[game_preservation] The Videogame Archivist

Martin Goldberg wgungfu at gmail.com
Mon Jan 10 14:19:41 EST 2011


On Mon, Jan 10, 2011 at 10:11 AM, Devin Monnens <dmonnens at gmail.com> wrote:

> Well, it might help if there was a little bit of taxonomical history. I

> attempted this several times, and the best I was able to discover was that

> the term "video games" became very widely used, though primarily in

> reference to arcade machines, somewhere around 1974 or 1975 (don't quote me

> on this, this is coming from rote memory!).


I know we had discussed it when you were doing the research. PONG was
advertised as a "video skill game" which was the closest to the
primordial sense of the word. There are several games in 1973 that
use the term: Gotcha (1973) is one of the first ones I'm aware of to
use the term (the full term in the flyer being "video game
technology"). Micro Games' Champion Ping Pong (1973) were also using
the term video game to describe their machine. Ramtek also used it
for their game Hockey (1973).

Nolan of course claims credit for coining it, but when I talked to Al
Alcorn he said they got the term from a member of the press who called
PONG that while on display at the AMOA when they were there.

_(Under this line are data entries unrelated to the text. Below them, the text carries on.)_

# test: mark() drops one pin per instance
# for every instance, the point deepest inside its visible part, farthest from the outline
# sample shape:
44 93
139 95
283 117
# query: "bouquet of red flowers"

By 1973, others in the game industry were calling these TV Games, TV
Tennis, Space Age Game, video action game, electronic game, and
television skill game. But the context is obvious for these and the
term "video game" itself arising to describe the TV technology encased
in all of them - they all literally had television sets sitting inside
of them. For some reason, the industry and the press gradually
gravitated to the term "video game" over all the others.